The holiday season is a time when we all reflect that there are others that do not have as many nice things as us, they may be homeless or need food or money. This year I have felt blessed and even when times have been hard for me, I continue to remember that I am so blessed and not because I have the basics, but because I have a healthy, loving family, husband and beautiful children and life is generally good. All of us struggle, but this holiday season our family has learned the meaning of counting our blessings and I intend to extend this counting for all the days of my life.
Life is too short to be mad or hurt, life is too short to worry and fret and life is too short to not understand that children are only young once and life is just too short to not be thankful for what I have. My children are happy and healthy, my family is healthy. I have watched several times this holiday season when this has not been so for others and I have stood by helpless to help them, and I decided that the best way to help them is to life my life the best that I can. This holiday season I have become a better person, not because I got something new, but because I remembered something old, love. I love my family and I have felt this love, but I tell Austin to wait because I have to take care of something first, I stay mad at Jason when maybe I don't need to, I tell Austin or the girls I am too tired to read you a book, and now I am going to try to be better mother, sister, wife and friend each day. I have watched two families that are super close to me, go through near death of a small child and death of a parent.

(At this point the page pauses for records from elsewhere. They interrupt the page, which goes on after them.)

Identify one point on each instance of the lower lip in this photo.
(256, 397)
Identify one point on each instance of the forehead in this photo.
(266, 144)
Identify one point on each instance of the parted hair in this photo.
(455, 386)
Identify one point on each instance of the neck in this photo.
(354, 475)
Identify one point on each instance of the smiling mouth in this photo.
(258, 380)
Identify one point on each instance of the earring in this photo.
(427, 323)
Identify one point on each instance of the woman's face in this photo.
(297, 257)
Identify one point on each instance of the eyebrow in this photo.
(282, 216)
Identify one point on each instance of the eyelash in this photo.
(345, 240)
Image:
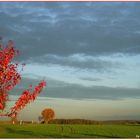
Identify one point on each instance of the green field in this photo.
(68, 131)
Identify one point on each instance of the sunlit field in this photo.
(68, 131)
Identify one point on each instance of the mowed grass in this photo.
(68, 131)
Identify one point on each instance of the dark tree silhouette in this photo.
(48, 114)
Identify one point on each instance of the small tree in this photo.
(48, 114)
(9, 78)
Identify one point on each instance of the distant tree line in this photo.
(83, 121)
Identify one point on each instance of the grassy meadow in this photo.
(69, 131)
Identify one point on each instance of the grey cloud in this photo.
(60, 28)
(77, 61)
(90, 79)
(60, 89)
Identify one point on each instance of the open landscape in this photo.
(69, 130)
(69, 69)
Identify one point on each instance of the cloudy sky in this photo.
(88, 52)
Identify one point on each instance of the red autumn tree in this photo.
(48, 114)
(9, 78)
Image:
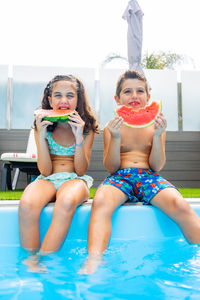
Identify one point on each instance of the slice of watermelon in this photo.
(144, 117)
(58, 115)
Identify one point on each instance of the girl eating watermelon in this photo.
(133, 156)
(63, 150)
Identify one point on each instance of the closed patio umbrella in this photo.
(133, 14)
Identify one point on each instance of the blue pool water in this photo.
(147, 258)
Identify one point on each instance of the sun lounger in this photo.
(20, 162)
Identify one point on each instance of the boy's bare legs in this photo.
(35, 197)
(71, 194)
(178, 209)
(105, 202)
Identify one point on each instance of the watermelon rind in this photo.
(145, 125)
(61, 119)
(64, 118)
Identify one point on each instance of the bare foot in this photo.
(33, 263)
(90, 266)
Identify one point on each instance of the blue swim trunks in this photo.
(138, 184)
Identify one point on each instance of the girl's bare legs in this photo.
(178, 209)
(35, 197)
(71, 194)
(105, 202)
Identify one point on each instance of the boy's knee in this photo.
(180, 206)
(99, 201)
(66, 204)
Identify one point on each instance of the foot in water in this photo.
(91, 265)
(34, 262)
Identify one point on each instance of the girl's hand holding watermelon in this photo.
(77, 125)
(41, 125)
(115, 125)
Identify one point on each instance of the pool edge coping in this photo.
(195, 201)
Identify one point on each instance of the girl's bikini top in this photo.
(57, 149)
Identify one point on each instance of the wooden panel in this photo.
(182, 167)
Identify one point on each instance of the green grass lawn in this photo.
(16, 195)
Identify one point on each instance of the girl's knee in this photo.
(67, 203)
(26, 203)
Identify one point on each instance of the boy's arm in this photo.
(82, 154)
(157, 156)
(112, 140)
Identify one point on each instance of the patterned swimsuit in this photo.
(138, 184)
(59, 178)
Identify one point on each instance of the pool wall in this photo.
(128, 222)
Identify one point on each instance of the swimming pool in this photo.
(147, 258)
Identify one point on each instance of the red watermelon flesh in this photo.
(57, 115)
(139, 118)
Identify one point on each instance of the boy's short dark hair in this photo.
(130, 74)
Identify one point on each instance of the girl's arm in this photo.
(157, 156)
(43, 156)
(112, 141)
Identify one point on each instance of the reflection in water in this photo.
(166, 268)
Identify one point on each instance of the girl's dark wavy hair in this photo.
(83, 107)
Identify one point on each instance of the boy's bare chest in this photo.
(139, 139)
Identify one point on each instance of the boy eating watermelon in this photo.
(133, 156)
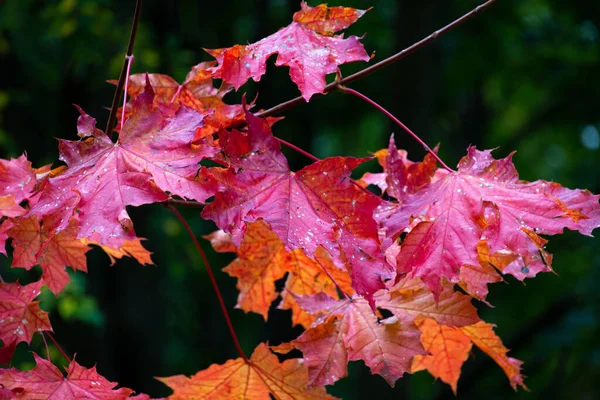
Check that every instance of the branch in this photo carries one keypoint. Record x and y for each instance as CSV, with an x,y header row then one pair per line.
x,y
397,121
213,281
375,67
119,91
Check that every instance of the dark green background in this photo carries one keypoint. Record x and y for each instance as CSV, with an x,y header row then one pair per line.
x,y
522,76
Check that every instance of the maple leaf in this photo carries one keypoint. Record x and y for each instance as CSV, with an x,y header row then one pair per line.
x,y
411,299
316,206
34,245
9,208
263,375
352,332
153,154
45,381
483,200
196,92
308,277
20,316
221,241
450,346
307,46
449,349
17,178
401,176
129,248
262,260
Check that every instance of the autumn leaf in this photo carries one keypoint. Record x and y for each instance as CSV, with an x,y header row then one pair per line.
x,y
307,46
309,276
401,176
483,200
410,299
20,316
17,178
262,260
45,381
129,248
9,208
153,154
449,348
351,331
316,206
263,375
196,92
34,245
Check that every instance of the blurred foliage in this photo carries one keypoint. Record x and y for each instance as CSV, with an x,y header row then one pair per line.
x,y
522,76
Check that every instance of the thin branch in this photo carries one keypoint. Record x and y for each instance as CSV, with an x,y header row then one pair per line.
x,y
212,281
118,92
375,67
332,279
183,203
129,61
298,149
397,121
46,343
58,347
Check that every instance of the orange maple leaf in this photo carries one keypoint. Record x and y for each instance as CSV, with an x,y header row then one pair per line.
x,y
450,346
262,260
53,252
258,378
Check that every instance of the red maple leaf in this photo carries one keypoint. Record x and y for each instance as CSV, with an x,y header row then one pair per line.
x,y
449,348
256,379
196,92
152,155
307,46
20,316
262,260
351,331
484,200
316,206
17,178
34,245
45,381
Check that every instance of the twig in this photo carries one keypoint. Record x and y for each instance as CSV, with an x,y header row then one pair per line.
x,y
58,347
396,120
383,63
115,104
129,61
298,149
332,279
212,281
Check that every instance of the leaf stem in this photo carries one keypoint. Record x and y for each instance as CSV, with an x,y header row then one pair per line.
x,y
183,203
298,149
212,280
396,120
332,279
58,347
46,343
129,61
383,63
115,104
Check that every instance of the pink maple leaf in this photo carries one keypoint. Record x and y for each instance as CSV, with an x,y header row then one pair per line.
x,y
318,205
152,155
485,200
45,381
20,316
307,46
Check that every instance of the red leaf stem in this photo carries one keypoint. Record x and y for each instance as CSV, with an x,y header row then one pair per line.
x,y
212,281
397,121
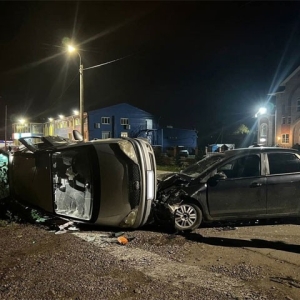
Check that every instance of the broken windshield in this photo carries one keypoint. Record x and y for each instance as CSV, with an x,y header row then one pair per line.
x,y
203,164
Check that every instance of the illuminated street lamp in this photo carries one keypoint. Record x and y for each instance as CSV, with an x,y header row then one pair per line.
x,y
261,111
72,49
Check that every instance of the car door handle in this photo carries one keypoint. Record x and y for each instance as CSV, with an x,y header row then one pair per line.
x,y
255,184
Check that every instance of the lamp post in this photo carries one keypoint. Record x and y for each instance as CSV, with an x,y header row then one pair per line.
x,y
5,129
81,90
261,111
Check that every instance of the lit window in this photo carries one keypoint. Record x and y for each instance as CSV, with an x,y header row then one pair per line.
x,y
106,134
298,104
263,130
124,121
285,138
105,120
283,120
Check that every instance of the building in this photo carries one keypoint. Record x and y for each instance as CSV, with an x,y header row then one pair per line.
x,y
280,124
120,120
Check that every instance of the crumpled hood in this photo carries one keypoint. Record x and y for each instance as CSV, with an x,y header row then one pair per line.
x,y
172,179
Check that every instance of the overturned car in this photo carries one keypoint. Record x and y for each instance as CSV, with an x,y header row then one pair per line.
x,y
109,182
250,183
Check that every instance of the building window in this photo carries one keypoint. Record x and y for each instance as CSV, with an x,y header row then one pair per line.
x,y
283,109
106,134
285,138
263,130
124,121
105,120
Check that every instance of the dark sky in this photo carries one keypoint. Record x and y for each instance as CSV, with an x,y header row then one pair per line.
x,y
195,64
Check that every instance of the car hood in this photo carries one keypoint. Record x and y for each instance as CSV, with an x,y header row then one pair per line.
x,y
171,179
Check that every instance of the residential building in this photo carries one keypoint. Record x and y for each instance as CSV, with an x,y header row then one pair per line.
x,y
120,120
280,125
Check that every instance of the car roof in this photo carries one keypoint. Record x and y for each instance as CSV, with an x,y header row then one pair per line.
x,y
257,150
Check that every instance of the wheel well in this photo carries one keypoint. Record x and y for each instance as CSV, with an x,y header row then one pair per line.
x,y
194,201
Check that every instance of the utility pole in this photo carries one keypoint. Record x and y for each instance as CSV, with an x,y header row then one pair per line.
x,y
5,128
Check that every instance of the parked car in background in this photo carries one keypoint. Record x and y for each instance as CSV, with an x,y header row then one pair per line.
x,y
180,151
250,183
109,182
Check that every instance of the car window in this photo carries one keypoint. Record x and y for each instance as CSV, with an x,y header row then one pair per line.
x,y
280,163
246,166
73,185
200,166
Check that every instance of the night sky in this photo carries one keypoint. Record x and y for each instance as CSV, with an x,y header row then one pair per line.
x,y
202,65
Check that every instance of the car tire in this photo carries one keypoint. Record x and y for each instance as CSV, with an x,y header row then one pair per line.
x,y
187,217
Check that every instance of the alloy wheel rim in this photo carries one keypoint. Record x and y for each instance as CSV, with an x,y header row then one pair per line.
x,y
185,216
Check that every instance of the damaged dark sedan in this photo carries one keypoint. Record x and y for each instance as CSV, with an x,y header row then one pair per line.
x,y
249,183
109,182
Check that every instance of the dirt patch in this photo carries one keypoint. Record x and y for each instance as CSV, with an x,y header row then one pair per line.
x,y
249,262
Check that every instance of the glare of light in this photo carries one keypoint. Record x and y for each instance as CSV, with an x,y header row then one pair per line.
x,y
71,48
262,110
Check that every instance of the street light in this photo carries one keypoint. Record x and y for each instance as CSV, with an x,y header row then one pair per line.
x,y
72,49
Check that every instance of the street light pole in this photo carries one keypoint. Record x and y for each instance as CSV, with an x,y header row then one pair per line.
x,y
5,129
81,90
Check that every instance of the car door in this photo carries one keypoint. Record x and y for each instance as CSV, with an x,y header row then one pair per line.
x,y
242,192
283,183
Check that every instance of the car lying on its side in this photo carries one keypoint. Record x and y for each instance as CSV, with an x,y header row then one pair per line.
x,y
250,183
109,182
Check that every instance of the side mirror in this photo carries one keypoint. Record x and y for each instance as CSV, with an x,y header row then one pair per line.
x,y
213,181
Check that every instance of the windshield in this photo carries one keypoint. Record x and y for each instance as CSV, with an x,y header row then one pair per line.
x,y
200,166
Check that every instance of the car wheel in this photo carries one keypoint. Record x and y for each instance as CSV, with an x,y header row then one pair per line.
x,y
188,216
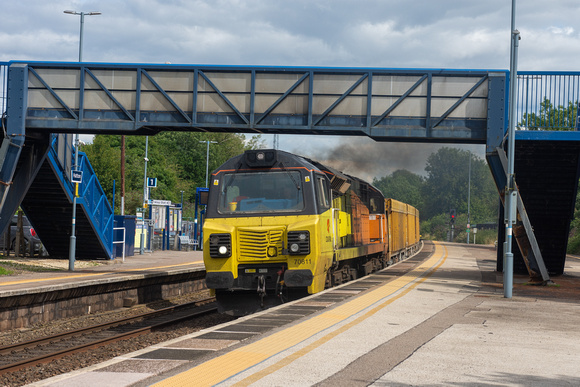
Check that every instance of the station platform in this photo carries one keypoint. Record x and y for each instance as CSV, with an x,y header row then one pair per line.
x,y
95,286
95,271
446,322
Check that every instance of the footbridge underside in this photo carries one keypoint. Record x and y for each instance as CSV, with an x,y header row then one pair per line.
x,y
407,105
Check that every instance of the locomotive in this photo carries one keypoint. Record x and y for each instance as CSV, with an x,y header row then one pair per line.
x,y
279,226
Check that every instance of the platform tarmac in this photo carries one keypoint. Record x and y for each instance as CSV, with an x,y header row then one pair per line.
x,y
149,263
447,323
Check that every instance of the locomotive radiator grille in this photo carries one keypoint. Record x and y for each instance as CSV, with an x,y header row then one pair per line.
x,y
255,244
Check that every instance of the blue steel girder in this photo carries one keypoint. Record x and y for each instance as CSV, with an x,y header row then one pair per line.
x,y
411,105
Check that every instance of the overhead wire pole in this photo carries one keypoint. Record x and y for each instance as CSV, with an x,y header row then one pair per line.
x,y
73,242
510,192
145,196
207,160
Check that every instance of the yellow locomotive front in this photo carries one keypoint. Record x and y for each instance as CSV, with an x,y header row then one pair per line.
x,y
267,231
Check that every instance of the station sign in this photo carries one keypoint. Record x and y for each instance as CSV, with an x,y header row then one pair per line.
x,y
161,202
76,176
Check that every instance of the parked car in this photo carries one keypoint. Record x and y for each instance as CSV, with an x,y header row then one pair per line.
x,y
30,236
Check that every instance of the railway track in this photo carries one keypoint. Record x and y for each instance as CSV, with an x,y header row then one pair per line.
x,y
46,349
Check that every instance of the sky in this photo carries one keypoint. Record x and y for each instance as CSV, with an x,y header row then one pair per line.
x,y
452,34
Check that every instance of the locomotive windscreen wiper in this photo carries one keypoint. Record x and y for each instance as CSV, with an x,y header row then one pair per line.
x,y
289,174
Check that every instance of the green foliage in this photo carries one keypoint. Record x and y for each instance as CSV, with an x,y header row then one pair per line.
x,y
447,186
444,188
435,228
402,185
176,159
551,117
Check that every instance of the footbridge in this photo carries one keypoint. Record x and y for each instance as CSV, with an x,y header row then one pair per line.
x,y
406,105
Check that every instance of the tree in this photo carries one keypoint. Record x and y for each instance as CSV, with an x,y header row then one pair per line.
x,y
551,117
446,185
402,185
176,159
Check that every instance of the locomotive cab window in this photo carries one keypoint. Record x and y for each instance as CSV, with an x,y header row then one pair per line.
x,y
322,192
260,192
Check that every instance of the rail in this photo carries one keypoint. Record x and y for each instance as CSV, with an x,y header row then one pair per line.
x,y
548,101
43,350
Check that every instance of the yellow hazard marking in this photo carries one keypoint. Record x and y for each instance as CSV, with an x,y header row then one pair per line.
x,y
224,367
95,274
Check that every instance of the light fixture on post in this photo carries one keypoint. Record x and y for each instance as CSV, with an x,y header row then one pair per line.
x,y
72,249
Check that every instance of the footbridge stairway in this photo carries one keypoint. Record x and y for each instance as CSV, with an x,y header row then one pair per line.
x,y
404,105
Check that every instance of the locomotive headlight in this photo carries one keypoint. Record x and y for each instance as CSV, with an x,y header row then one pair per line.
x,y
220,245
298,242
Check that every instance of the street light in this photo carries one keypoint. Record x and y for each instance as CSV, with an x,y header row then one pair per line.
x,y
82,15
207,160
72,250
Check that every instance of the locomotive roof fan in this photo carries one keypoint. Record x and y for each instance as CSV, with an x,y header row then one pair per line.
x,y
260,158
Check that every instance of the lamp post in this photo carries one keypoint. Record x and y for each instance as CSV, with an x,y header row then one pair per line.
x,y
207,160
72,250
510,192
82,15
145,197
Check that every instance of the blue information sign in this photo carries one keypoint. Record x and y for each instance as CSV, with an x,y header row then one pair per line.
x,y
76,176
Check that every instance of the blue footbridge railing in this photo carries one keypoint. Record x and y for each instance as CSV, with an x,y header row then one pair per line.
x,y
91,196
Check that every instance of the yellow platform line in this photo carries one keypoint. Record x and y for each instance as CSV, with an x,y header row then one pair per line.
x,y
230,364
34,280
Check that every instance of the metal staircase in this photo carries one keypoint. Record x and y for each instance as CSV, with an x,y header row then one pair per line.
x,y
547,175
48,205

I am sorry, but none of us can really know what that feels like until its us. But I can say, thank God that wasn't my child or my family member. But it made me REALLY think- what if it was? What would be important to me and what would I care about? I think that this was my lesson to learn as I have taken too many things for granted. I will not any longer.
I wish that all of you had a wonderful holiday season, I also wish that you will be grateful for what you have and be happy with it. Who knows how long it will be there!
Children grow up quickly, hearts always heal, people pass through this life and life seems to go on, even as if nothing has occurred.